Each legion was created for a purpose. The Night Lords to scare populations into submission without firing a bullet. They do that by being tried and true rapists and murderers and by terrorizing. 

The Emperor sanctioned a lot of shit to an extent because he was in a race against the pantheon and he knew from experience that he had to fight monsters with his own monsters i.e. the Unspeakable King.

Curze pulled the plug on his own legion because he realized he was fueling the very thing he despised.


----------



## ckcrawford (Feb 4, 2009)

Malus Darkblade said:


> Each legion was created for a purpose. The Night Lords to scare populations into submission without firing a bullet.

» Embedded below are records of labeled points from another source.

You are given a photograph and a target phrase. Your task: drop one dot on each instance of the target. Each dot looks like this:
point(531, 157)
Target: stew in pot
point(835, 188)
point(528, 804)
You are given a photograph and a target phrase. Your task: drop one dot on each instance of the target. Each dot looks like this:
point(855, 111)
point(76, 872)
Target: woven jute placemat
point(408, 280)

They do that by being tried and true rapists and murderers and by terrorizing.
> 
> The Emperor sanctioned a lot of shit to an extent because he was in a race against the pantheon and he knew from experience that he had to fight monsters with his own monsters i.e. the Unspeakable King.
> 
> Curze pulled the plug on his own legion because he realized he was fueling the very thing he despised.

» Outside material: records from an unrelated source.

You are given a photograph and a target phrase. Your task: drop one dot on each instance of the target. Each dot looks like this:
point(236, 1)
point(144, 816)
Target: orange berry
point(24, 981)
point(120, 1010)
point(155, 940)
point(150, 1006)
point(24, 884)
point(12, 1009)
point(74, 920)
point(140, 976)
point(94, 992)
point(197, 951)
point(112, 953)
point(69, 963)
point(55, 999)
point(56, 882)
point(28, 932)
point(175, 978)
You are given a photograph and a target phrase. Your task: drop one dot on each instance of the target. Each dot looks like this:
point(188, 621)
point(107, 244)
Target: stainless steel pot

most of those purposes had been rewritten. I'm not sure how the overall Imperium viewed Curzes' worlds, but the fact that Dorn questioned it and the fact those worlds fell to treason fairly quickly says a lot. Not sure if it was the Emperor's will that those recruits be put into the pool like that.

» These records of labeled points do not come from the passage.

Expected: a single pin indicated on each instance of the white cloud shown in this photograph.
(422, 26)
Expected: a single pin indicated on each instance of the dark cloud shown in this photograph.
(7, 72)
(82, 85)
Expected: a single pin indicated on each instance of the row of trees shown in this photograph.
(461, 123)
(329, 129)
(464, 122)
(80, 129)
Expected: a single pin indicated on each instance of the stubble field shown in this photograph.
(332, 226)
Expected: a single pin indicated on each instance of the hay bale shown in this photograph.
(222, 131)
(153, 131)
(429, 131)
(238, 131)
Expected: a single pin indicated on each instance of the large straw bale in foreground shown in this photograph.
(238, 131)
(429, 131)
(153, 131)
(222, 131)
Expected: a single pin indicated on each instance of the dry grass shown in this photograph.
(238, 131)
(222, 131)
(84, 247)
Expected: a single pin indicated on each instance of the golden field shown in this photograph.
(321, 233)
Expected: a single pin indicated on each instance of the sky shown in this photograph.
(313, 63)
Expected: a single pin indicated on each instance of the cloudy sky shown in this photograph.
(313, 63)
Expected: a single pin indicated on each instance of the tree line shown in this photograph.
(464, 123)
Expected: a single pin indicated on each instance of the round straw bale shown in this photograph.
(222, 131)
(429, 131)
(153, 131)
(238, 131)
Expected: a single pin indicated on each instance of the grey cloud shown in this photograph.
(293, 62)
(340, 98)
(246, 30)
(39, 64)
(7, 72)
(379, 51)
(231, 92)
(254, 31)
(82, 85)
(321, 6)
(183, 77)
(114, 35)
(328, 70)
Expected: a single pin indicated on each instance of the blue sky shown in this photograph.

Though I'm sure fans would like it to be so, I'm afraid like the World Eaters, the Night Lords condemned themselves to ruin based of the madness of their Primarchs.


----------



## Malus Darkblade (Jan 8, 2010)

ckcrawford said:


> most of those purposes had been rewritten. I'm not sure how the overall Imperium viewed Curzes' worlds, but the fact that Dorn questioned it and the fact those worlds fell to treason fairly quickly says a lot. Not sure if it was the Emperor's will that those recruits be put into the pool like that.
> 
> Though I'm sure fans would like it to be so, I'm afraid like the World Eaters, the Night Lords condemned themselves to ruin based of the madness of their Primarchs.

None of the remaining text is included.